By Kiana Wilburg
When it comes to Public Private Partnerships (PPP), the Government of Guyana welcomes with open arms, “unsolicited proposals.” It made this known in its policy framework which was released recently by the Finance Ministry.
According to the document, an unsolicited proposal is an application by a private party to undertake a PPP project which was not specifically requested by Government. The administration said that unsolicited proposals may allow it to benefit from private sector innovation and ideas meeting infrastructure needs.
The government noted, however, that this arrangement may also bring challenges. As such, the Government said it will consider unsolicited proposals that are demonstrated to be of public interest, but only under a framework that preserves competitive pressure, transparency, and fiscal discipline.
The government said it will accept unsolicited proposals, only if they fall into one of three categories. In the first category, the government explained that the proposal would have to be a solution to a publicly-identified challenge that is unique to the private entity proposing it.
The administration said that the proponent may own assets or technologies that make it uniquely able to provide a needed public service.
In the second category, the government said that the proposal would have to be an innovative solution to a priority infrastructure or public service challenge—that is, a project that was not already under consideration or development by the Government.
In the third category, the proposal can be a way of taking advantage of new markets, technologies or unique project ideas.
The government said that the unsolicited PPP proposal will be dealt with in one of two ways: Concept Proposal and Detailed Proposal.
For the former, the government explained that if the proposal that is received from a proponent is in a basic concept format or idea, then it will go through the following stages: an initial identification and screening process to assess the viability of the proposal; review and approval processes; and if the project is approved, procurement will follow an open, competitive tender process.
The government said that the original proponent will not be awarded any special points or privileges in the award of the tender.
With regard to the Detailed Proposal, it was noted that if the project proponent submits a full Business Case, then the proposal will go through several stages. These include the review and approval processes. It was also noted that the proponent and the Government will reach an agreement (Project Development Agreement) on the cost to the proponent of preparing the Business Case report.
The proponent’s Business Case report will be made available to all bidders for the project, except that all confidential information contained in the proposal will be identified and protected.
The Policy notes, “After receiving a concept proposal, the Government may allow the USP proponent to develop specified feasibility studies during the Business Case stage. If the Government decides such, it will enter into a Project Development Agreement with the USP proponent that outlines the terms under which the USP proponent will undertake these activities.”

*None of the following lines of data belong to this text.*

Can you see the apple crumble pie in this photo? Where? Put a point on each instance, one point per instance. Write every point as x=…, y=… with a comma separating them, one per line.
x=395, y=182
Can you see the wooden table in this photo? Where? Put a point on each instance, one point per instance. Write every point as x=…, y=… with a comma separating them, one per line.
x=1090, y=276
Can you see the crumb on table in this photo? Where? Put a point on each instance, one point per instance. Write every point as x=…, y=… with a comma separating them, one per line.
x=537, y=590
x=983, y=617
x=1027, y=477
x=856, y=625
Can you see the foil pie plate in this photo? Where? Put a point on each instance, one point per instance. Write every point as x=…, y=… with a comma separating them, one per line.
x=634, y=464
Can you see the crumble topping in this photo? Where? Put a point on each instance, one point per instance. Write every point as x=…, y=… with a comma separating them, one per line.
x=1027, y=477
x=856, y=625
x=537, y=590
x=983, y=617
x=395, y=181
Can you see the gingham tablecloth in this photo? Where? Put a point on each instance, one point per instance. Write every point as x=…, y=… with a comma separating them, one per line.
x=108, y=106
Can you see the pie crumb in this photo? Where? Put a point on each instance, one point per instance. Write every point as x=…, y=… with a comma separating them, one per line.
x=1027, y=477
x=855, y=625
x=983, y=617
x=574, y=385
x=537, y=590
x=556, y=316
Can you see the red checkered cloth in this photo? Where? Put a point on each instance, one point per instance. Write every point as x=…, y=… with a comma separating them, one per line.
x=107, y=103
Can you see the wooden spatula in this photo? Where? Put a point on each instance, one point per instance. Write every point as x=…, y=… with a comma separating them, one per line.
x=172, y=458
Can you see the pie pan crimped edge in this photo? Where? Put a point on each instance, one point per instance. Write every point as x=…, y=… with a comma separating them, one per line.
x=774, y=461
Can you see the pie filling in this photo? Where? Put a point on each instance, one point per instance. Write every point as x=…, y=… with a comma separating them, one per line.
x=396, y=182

It adds, “This Project Development Agreement will cover, at the minimum, the compensation structure for the USP Proponent, dissemination of the studies to other Bidders, and areas of confidential information.”
If, in the subsequent tender, the original proponent of the unsolicited PPP proposal is not selected as the winning bidder, the winning bidder may be required to compensate the proponent for the costs incurred in preparing the Business Case report, to an amount announced in advance to bidders.